By analyzing existing cross correlation between Westshore Terminals Investment and BROOKFIELD REINSURANCE LTD, you can compare the effects of market volatilities on Westshore Terminals and BROOKFIELD REINSURANCE and check how they will diversify away market risk if combined in the same portfolio for a given time horizon. You can also utilize pair trading strategies of matching a long position in Westshore Terminals with a short position of BROOKFIELD REINSURANCE. Check out your portfolio center. Please also check ongoing floating volatility patterns of Westshore Terminals and BROOKFIELD REINSURANCE.
Diversification Opportunities for Westshore Terminals and BROOKFIELD REINSURANCE
0.05 | Correlation Coefficient |
Significant diversification
The 3 months correlation between Westshore and BROOKFIELD is 0.05. Overlapping area represents the amount of risk that can be diversified away by holding Westshore Terminals Investment and BROOKFIELD REINSURANCE LTD in the same portfolio, assuming nothing else is changed. The correlation between historical prices or returns on BROOKFIELD REINSURANCE and Westshore Terminals is a relative statistical measure of the degree to which these equity instruments tend to move together. The correlation coefficient measures the extent to which returns on Westshore Terminals Investment are associated (or correlated) with BROOKFIELD REINSURANCE. Values of the correlation coefficient range from -1 to +1, where. The correlation of zero (0) is possible when the price movement of BROOKFIELD REINSURANCE has no effect on the direction of Westshore Terminals i.e., Westshore Terminals and BROOKFIELD REINSURANCE go up and down completely randomly.

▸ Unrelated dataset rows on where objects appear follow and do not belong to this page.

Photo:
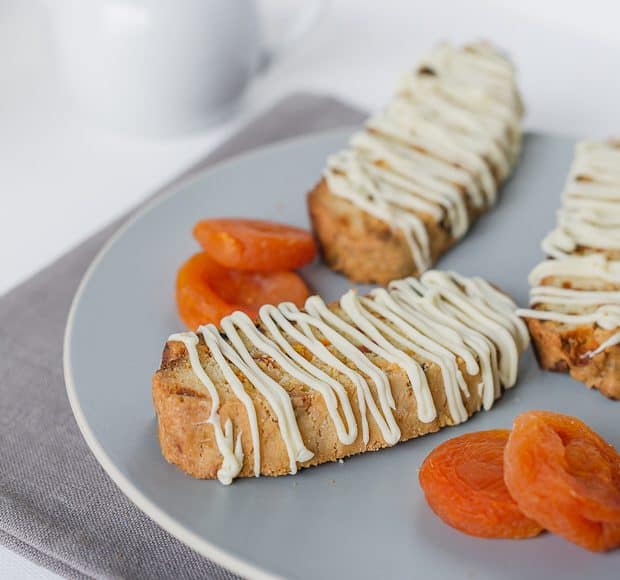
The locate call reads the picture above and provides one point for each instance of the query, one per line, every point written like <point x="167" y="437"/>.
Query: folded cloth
<point x="57" y="505"/>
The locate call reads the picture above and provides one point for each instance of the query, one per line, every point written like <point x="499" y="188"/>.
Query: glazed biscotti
<point x="303" y="387"/>
<point x="412" y="181"/>
<point x="574" y="314"/>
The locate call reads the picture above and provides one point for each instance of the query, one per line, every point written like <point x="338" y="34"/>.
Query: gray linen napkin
<point x="57" y="506"/>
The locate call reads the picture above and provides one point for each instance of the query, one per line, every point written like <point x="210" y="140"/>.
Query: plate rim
<point x="150" y="509"/>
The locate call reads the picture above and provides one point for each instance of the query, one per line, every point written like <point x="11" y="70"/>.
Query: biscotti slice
<point x="574" y="314"/>
<point x="304" y="387"/>
<point x="422" y="170"/>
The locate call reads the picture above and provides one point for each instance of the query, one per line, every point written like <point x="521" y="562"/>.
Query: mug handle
<point x="306" y="21"/>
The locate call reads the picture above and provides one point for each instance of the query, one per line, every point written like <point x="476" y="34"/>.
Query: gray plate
<point x="365" y="518"/>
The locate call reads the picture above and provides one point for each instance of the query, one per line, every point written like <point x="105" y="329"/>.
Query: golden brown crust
<point x="182" y="408"/>
<point x="363" y="247"/>
<point x="561" y="348"/>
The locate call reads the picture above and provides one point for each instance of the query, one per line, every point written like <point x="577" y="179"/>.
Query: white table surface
<point x="61" y="178"/>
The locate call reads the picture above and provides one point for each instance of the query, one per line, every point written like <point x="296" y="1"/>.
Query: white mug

Pair Corralation between Westshore Terminals and BROOKFIELD REINSURANCE
Assuming the 90 days trading horizon Westshore Terminals is expected to generate 4.2 times less return on investment than BROOKFIELD REINSURANCE. But when comparing it to its historical volatility, Westshore Terminals Investment is 1.72 times less risky than BROOKFIELD REINSURANCE. It trades about 0.13 of its potential returns per unit of risk. BROOKFIELD REINSURANCE LTD is currently generating about 0.32 of returns per unit of risk over similar time horizon. If you would invest 7,589 in BROOKFIELD REINSURANCE LTD on August 27, 2024 and sell it today you would earn a total of 384.00 from holding BROOKFIELD REINSURANCE LTD or generate 5.06% return on investment over 90 days.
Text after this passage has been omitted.